While recognizing the validity of Natural Science on its own terms, Human Science argues that distinctive features of human beings elude causal explanation but nonetheless can be understood in a rigorous and methodical, that is, scientific manner (Giorgi, 1970). Human Science seeks to understanding (German, verstehen) meanings by way of qualitative methods of description and interpretation. Human Science research embraces an array of empirical and theoretical approaches that share a qualitative orientation and this concern for meaning. Empirical methods include phenomenological, case study, heuristic, grounded-theory, and narrative. Theoretical research employs methods arising from hermeneutic, depth psychological, critical, feminist, and cultural theory orientations.

For the Human Sciences, “meaning” refers to how things matter, their significance and import which is neither private nor merely subjective. The meanings that inform our individual experience, while uniquely “ours,” are in the first place public and shared, appearing within the context of our culture and history (Gergen and Gergen, 2003). It is such concrete meanings that we individually take-up as we fashion the psychological reality of our lives.

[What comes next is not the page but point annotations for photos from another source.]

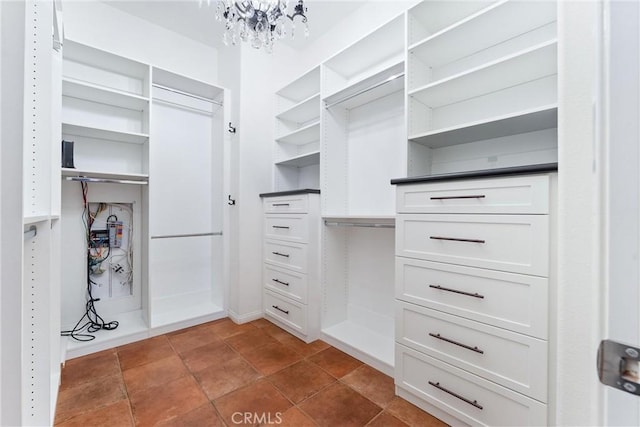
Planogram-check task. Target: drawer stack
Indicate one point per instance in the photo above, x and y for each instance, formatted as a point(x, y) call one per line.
point(472, 291)
point(291, 262)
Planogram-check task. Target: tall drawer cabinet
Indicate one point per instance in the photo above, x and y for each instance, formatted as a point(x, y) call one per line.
point(473, 289)
point(291, 261)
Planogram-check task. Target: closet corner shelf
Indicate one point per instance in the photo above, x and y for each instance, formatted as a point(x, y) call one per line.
point(106, 134)
point(95, 93)
point(531, 120)
point(301, 161)
point(302, 136)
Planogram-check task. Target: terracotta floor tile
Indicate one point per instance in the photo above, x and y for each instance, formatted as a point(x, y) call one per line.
point(339, 405)
point(167, 401)
point(247, 342)
point(193, 338)
point(154, 374)
point(207, 355)
point(89, 396)
point(226, 376)
point(372, 384)
point(141, 352)
point(89, 368)
point(411, 414)
point(336, 362)
point(293, 417)
point(117, 414)
point(385, 419)
point(302, 347)
point(301, 380)
point(260, 400)
point(272, 358)
point(204, 416)
point(226, 328)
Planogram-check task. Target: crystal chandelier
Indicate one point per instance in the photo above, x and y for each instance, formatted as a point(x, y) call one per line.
point(259, 22)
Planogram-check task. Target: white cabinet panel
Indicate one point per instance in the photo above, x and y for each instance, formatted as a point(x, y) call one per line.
point(181, 164)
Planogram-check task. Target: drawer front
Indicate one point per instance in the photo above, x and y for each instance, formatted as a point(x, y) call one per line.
point(292, 204)
point(512, 301)
point(289, 227)
point(515, 243)
point(292, 256)
point(521, 195)
point(285, 282)
point(292, 314)
point(468, 397)
point(513, 360)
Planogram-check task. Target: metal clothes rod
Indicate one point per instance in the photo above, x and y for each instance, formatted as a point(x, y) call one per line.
point(30, 233)
point(360, 92)
point(173, 236)
point(358, 224)
point(105, 180)
point(190, 95)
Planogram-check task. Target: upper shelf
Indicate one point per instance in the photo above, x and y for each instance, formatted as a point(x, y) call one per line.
point(524, 66)
point(383, 83)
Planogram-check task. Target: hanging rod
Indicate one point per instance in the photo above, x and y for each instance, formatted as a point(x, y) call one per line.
point(30, 233)
point(105, 180)
point(201, 98)
point(367, 89)
point(358, 224)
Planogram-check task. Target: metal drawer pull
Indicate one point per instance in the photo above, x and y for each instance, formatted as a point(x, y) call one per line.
point(455, 239)
point(476, 196)
point(455, 291)
point(279, 309)
point(468, 347)
point(278, 253)
point(464, 399)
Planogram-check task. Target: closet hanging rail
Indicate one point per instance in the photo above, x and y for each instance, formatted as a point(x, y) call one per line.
point(201, 98)
point(105, 180)
point(358, 224)
point(365, 90)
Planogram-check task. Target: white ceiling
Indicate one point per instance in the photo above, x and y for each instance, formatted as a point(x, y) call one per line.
point(189, 18)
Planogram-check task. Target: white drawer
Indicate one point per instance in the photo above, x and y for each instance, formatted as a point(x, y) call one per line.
point(288, 255)
point(512, 301)
point(298, 203)
point(521, 195)
point(516, 243)
point(292, 314)
point(290, 227)
point(513, 360)
point(285, 282)
point(468, 397)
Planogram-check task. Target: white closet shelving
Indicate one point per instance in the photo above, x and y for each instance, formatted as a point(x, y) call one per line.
point(297, 147)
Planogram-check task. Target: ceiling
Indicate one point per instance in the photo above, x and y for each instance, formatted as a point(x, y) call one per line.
point(189, 18)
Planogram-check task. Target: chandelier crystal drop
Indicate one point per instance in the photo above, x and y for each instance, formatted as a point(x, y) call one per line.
point(258, 22)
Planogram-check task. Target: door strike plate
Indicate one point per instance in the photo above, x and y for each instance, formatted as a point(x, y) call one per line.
point(619, 366)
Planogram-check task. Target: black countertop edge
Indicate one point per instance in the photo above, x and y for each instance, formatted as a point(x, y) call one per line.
point(516, 170)
point(291, 192)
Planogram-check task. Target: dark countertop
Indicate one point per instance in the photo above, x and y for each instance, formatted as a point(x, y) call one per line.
point(516, 170)
point(291, 192)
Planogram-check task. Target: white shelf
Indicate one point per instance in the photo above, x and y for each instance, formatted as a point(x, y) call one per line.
point(107, 134)
point(302, 160)
point(528, 65)
point(304, 111)
point(105, 175)
point(496, 24)
point(91, 92)
point(495, 127)
point(378, 85)
point(302, 136)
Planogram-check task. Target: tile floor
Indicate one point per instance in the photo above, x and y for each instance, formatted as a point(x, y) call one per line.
point(223, 374)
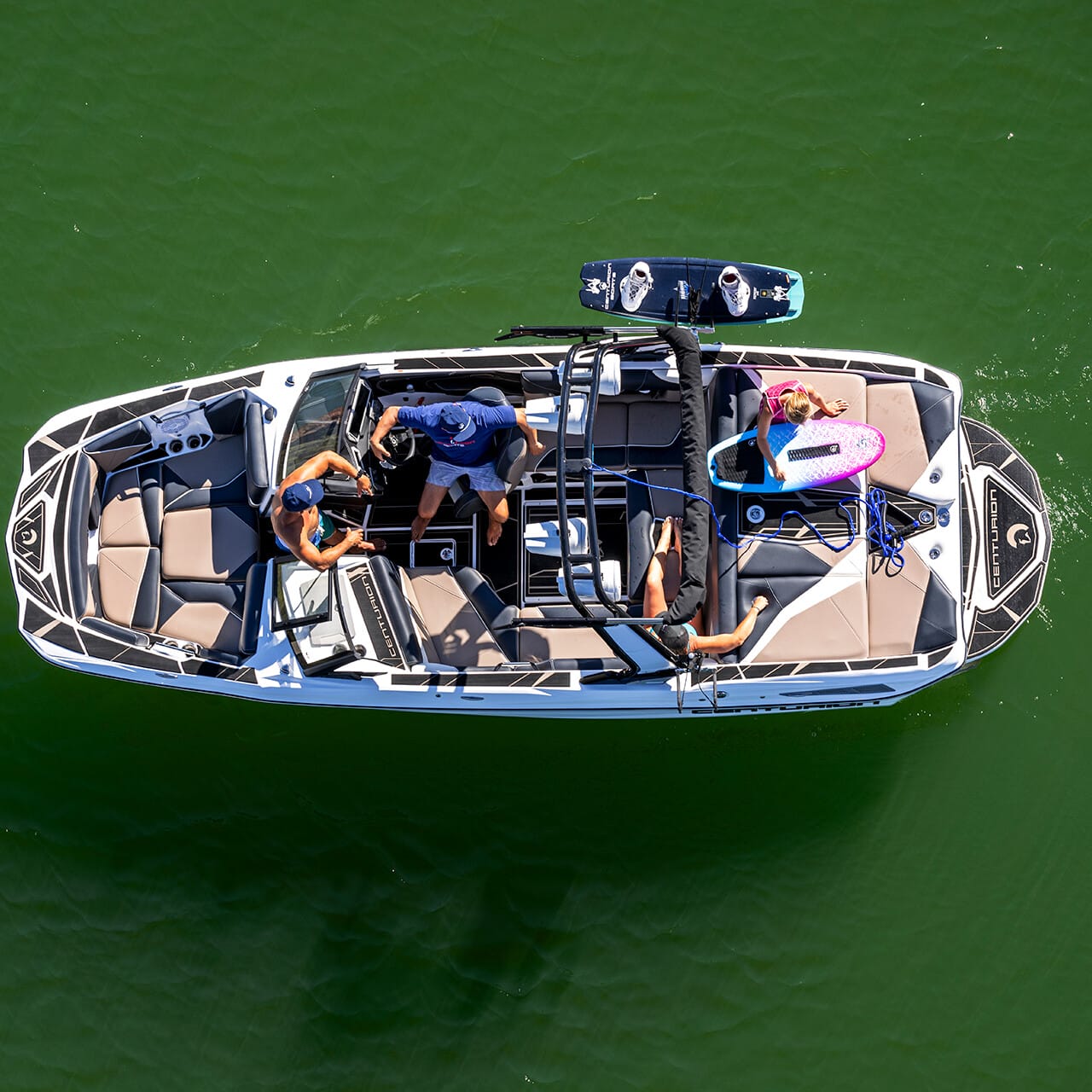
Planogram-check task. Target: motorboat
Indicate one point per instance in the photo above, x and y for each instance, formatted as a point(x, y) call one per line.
point(141, 547)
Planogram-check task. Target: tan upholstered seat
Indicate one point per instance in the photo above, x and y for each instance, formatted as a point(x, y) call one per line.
point(451, 630)
point(129, 585)
point(830, 385)
point(215, 544)
point(893, 410)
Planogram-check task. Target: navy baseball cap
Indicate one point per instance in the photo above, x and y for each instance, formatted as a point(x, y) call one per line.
point(303, 495)
point(456, 421)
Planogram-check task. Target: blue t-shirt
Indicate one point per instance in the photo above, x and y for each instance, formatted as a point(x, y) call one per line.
point(474, 451)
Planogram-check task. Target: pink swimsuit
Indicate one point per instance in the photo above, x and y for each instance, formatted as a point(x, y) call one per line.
point(772, 398)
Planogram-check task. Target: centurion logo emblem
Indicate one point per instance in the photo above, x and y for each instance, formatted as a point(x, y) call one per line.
point(1010, 537)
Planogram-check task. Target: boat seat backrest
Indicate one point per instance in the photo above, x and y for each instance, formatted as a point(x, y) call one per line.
point(451, 626)
point(644, 507)
point(915, 420)
point(176, 542)
point(565, 648)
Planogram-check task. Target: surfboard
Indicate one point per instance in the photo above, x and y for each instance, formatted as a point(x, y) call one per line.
point(815, 453)
point(775, 295)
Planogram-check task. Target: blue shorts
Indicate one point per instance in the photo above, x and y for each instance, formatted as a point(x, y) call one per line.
point(484, 479)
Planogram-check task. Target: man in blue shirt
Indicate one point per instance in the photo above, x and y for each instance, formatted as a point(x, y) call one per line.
point(461, 433)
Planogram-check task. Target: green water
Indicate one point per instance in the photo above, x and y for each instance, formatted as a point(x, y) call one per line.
point(198, 893)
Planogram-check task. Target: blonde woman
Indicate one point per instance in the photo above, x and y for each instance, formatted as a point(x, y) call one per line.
point(793, 402)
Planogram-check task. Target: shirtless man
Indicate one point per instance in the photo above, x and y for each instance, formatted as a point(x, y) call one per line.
point(662, 584)
point(460, 433)
point(300, 526)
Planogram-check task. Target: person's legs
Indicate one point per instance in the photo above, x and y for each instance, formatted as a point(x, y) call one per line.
point(427, 507)
point(662, 580)
point(496, 502)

In place of the Natural Science endeavor of quantification and causal explanation, Human Science generates careful, qualitative descriptions leading to the recognition of structures or configurations of meaning that inform human experience, the articulation of which provide insight into individual behaviors and cognitions.

  • Coppin, J. & Nelson, E. (2005) The art of Inquiry: A depth psychological perspective. Second, revised edition. Putnam, CT: Spring Publications, Inc.
  • Gergen, K. & Gergen, M. (2003). Narratives of the gendered body in popular autobiography. In J. Holstein & J. Gubrium (Eds.) Inner lives and social worlds: Readings in social psychology (pp. 304-316). New York: Oxford University Press.
  • Giorgi, A. (1970). Psychology as a human science: A phenomenologically based approach. New York: Harper and Row Publishers.